So I went down to Bushwood wharf yesterday. I was hoping for the rain to move out of the area by the time I got down there. My plan was to catch a mix of blue catfish and croakers, but I was only able to catch the former. I left my house at 5:15 am and made the hour and forty minute drive down to the Wicomico River. It rained the entire way there but I was pleasantly surprised that the rain stopped when I was about 2 miles from the pier. 

I got to the wharf at 7:00 and got all my stuff out of the car and set up shop. I had two rods with me one 8 foot no name rod with a Penn 710 and a 7 foot Mitchell rod with a penn 4400ss. I brought some white perch I had previously caught as bait along with night crawlers and bloodworms. On the 8 foot rod i threw out a 3 ounce sinker and a chunk of cut white perch, on the lighter rod I was using a 1.5 oz weight with a two hook bottom rig size 4. I used night crawlers on one hook and bloodworms on the other hook. After about 15 minutes, I got my first fish on blood worms. It was a catfish of about 14 inches. About 15 minutes later, I got another fish of similar size on the hook with the nightcrawler. The rod with the white perch did not catch any fish, but it did have two small runs. I stayed there until 11:30 am. I caught a total of 6 blue catfish between 14 and 24 inches and about half a dozen small white perch. 

View attachment 56905
View attachment 56907


I also have a TDS meter, which is a total dissolved solids meter. This indicates the presence of dissolved minerals in the water and can be used to measure salinity. I took three readings. One was 2.23 parts per thousand (ppt) another was 2.49 ppt and the third was 2.73 ppt.

Seawater is 35ppt. So this water, averaging 2.5 ppt on the surface (saltwater is denser than freshwater so it sinks making the bottom saltier than the top) is oligahaline (salt content between .5 and 5 ppt). 

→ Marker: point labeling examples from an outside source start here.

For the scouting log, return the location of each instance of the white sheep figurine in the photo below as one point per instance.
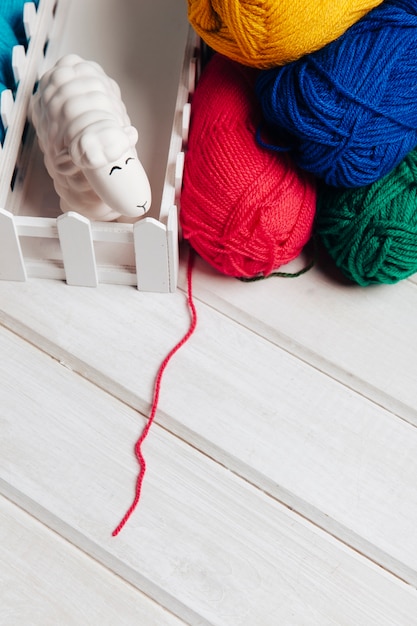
(88, 142)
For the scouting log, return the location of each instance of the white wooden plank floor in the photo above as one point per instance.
(281, 469)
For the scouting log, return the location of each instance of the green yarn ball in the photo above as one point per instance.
(371, 232)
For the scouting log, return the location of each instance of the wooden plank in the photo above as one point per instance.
(339, 459)
(46, 580)
(364, 337)
(204, 543)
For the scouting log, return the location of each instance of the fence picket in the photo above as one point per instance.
(77, 249)
(151, 254)
(12, 266)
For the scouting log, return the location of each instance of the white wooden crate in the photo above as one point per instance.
(35, 242)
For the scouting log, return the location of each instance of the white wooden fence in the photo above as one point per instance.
(71, 247)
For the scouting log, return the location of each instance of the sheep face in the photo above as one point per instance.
(88, 142)
(122, 185)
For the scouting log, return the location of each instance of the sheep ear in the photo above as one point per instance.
(132, 134)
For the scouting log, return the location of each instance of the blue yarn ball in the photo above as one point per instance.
(348, 112)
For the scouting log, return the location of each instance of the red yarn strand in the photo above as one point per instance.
(156, 393)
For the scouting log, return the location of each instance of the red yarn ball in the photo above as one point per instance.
(245, 209)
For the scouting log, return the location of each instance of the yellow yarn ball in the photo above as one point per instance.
(267, 33)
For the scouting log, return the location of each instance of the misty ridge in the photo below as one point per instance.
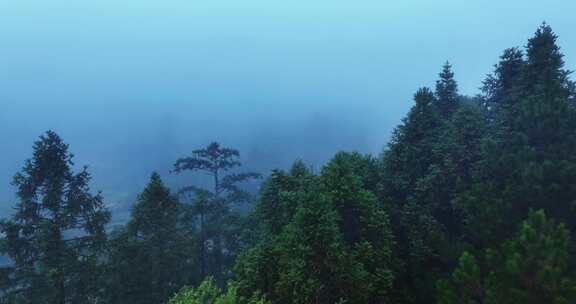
(451, 197)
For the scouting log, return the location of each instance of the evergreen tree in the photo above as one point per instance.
(532, 267)
(446, 92)
(152, 257)
(213, 207)
(502, 88)
(408, 156)
(56, 235)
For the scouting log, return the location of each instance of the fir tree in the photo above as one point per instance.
(57, 232)
(446, 91)
(152, 257)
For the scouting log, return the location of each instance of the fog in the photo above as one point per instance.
(133, 85)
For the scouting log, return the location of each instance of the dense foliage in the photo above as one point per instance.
(471, 201)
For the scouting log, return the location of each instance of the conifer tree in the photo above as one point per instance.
(446, 92)
(57, 233)
(532, 267)
(408, 155)
(152, 257)
(213, 207)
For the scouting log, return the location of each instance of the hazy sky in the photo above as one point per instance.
(131, 85)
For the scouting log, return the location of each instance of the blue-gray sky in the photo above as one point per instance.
(133, 84)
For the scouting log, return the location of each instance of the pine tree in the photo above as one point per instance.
(408, 156)
(446, 92)
(531, 267)
(502, 88)
(527, 164)
(57, 233)
(152, 257)
(213, 207)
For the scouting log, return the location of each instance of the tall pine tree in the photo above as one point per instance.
(57, 233)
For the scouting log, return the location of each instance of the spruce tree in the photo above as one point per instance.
(213, 207)
(152, 256)
(531, 267)
(57, 233)
(446, 91)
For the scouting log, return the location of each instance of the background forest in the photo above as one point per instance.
(471, 201)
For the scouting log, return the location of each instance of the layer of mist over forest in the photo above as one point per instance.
(135, 87)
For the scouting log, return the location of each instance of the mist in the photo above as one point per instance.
(133, 86)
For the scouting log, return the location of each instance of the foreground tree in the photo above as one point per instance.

I didn't need any more fish for my freezer (I went on a cod fishing trip in the gulf of Maine earlier this year and loaded up on haddock and pollock) so I decided to go home. Plus it started to rain heavily. I had about 8 bloodworms left and 10 night crawlers. I gave them away other fishermen on the pier. Overall it was a good day on the water.


----------



## classicist (May 2, 2018)

Last image isn't working. Here it is:

View attachment 56911


----------



## kevd66 (Apr 27, 2015)

When you go to Bushwood, or Aqualand Marina on 301, the best time for croakers is at night. Take plenty of bug spay with you. Croakers are biting off of the Solomons Island Pier.


----------



## Guest (Jun 14, 2018)

Might as well keep going after the blue cats. They certainly aren't in short supply. If we don't catch them they'll be the only thing left in the Potomac in a few years.


----------



## shelties1 (Aug 5, 2004)

Danta said:


> croaker reports are comming in from solomons island


Good to know. Wondered if they were going to show up somewhere.


----------



## classicist (May 2, 2018)

I'll have to try fishing at nighttime. I saw that the solomon island pier is open 24 hours. I didn't know that the croakers would go all the way to the 301 bridge. That's got to be freshwater. One of the things that is difficult about estuary fishing is the fluctuations in salinity. Sometimes the fish are further up the river or the bay than other times. I guess there is not really an established pattern as to where fish can be at any given time.


----------



## classicist (May 2, 2018)

And the the high number of blue cats in the potomac and its tributaries is frightening. There were other guys catching more than me. It seems like they must blanket the riverbed. Haven't caught a snakehead yet though. That would be cool.


----------



## Pajigging machin (Oct 3, 2015)

Salinty has definitely gotten less over the years in the Chesapeake. I'm 46 from my preteen to early teen years we consistently caught nice spot and snapper blues as high as Rock Hall and Still Pond on the eastern shore. We caught them from shore late summer early fall. All we had to do was catch the tide right day or night. Been looking for them past few years white perch and stripers only


----------



## andypat (Jan 7, 2004)

PA, When I was a kid we had a place on Millers Island and people use to catch nice size croakers around Hart and Millers Island. We called them Hard Heads back them. I caught perch, spot, and little rock fish right off our pier. Also nice size crabs with hand lines and fish, or chicken necks. Things sure have changed. PS. Getting ready to go fishing for the best tasting fish in Md. In my opinion. That's large bluegills. I would rather eat a bluegill then a rock fish any day.---------- PA, when are you going to start your Eastern Shore fishing trips? Looking forward to your reports.


----------



## Pajigging machin (Oct 3, 2015)

Well Andy I was going to start this coming Saturday but reports of spot biting at cape henolopen pier has me egar to try there. The spot haven't arrived this early in a few years. I think cuz the gator blues numbers were less this year. If they not cooperating Sat God willing hitting rock Hall Sunday. Probably gonna take the extra 25min drive and head down your way before summer is out as well.


----------



## andypat (Jan 7, 2004)

Good plan PA. Fishing was slow for me on this Father's Day. Only three bass and not one bluegill. Two bass on a crappie jig and one on the 7" Grape Worm.


----------